Rex Rupert came to Grand Forks in 1957 to play professional baseball.

He never left.

Rupert played three seasons for the Grand Forks Chiefs, a minor league affiliate of the Pittsburgh Pirates. He was one of the few players during the Chiefs’ existence to marry a local girl. Rupert made Grand Forks a permanent home. He died Friday at his home. He was 86.

“I don’t think he planned on staying here when he arrived,’’ said his daughter, Rancee Rupert. “He came here to play baseball. His dream was to get to the big show.

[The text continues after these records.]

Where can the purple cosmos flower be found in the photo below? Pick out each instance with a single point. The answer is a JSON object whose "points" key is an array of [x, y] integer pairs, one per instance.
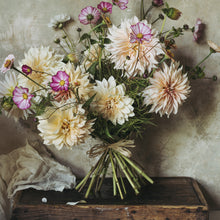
{"points": [[140, 33], [122, 4], [22, 97], [9, 61], [198, 30], [60, 81], [89, 15], [105, 7], [157, 3], [26, 69]]}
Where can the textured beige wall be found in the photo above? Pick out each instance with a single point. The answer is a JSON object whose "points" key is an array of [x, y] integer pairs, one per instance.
{"points": [[187, 144]]}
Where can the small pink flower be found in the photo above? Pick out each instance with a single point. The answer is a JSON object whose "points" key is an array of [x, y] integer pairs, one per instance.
{"points": [[89, 15], [22, 97], [141, 32], [105, 7], [198, 30], [9, 61], [26, 69], [122, 4], [60, 81]]}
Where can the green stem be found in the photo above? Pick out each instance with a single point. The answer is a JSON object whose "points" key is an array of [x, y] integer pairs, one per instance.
{"points": [[28, 78], [164, 21]]}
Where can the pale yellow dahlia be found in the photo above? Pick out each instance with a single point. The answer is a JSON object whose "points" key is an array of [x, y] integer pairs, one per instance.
{"points": [[169, 88], [135, 57], [111, 101], [64, 127], [46, 62], [91, 55]]}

“I don’t know why he didn’t go any farther with baseball. He never said. But I don’t think he had any disappointments that he didn’t go higher.’’


Rupert grew up in the small town of Petersburg, Pa. He arrived in Grand Forks to play for the Chiefs in 1957. The right-hander was 12-9 with a 3.29 earned run average that summer.

In 1958 and 1959, Rupert started the seasons with other teams before returning to the Chiefs. In 1958 Rupert had one of the best seasons ever by a Chiefs pitcher, going 17-6 with a 2.74 ERA. In 1959 he was 8-10 with a 3.23 ERA.

Rancee Rupert doesn’t know if her father pitched professionally after that. He married Joan Chumich on Sept. 13, 1959.

“When he got here, Dad rented a room from my great grandparents at 125 Belmont Road,’’ Rancee Rupert said. “That’s how he met my mom.’’

The Northern League was a baseball hotbed in the 1950s. More than 50 players Rupert played with and against eventually played in the majors.

“Dad loved talking baseball,’’ Rancee Rupert said. “He could sit for hours reminiscing about back in the day. He didn’t brag about himself. A lot of the talk was about guys he played with and against.’’

Rex Rupert remained active on the diamond for many years after he left the professional ranks. He played amateur ball for several years. In 1965, he began a second career as an umpire. He worked the college, American Legion and softball ranks well into the 1980s.

“For years, he was gone almost every night in the summer umpiring,’’ Rancee Rupert said. “There wasn’t much pay in it, so I assume he did it for his passion for the sport.’’


Brian Kraft caught many Grand Forks Legion and UND games with Rupert positioned behind him calling the game.

“Rex probably did 75 percent of our games,’’ Kraft said. “He was a good ump. He understood the strike zone. And he was always very conscientious.’’

Rex Rupert’s other passion was singing. He was a long-time member of a local barbershop quartet.

Shortly after Joan Rupert’s death in 1996, Rancee Rupert offered to send her father back to Pennsylvania to visit relatives.

“He said, ‘Why would I want to do that? This is my home,’ ‘’ Rancee Rupert said.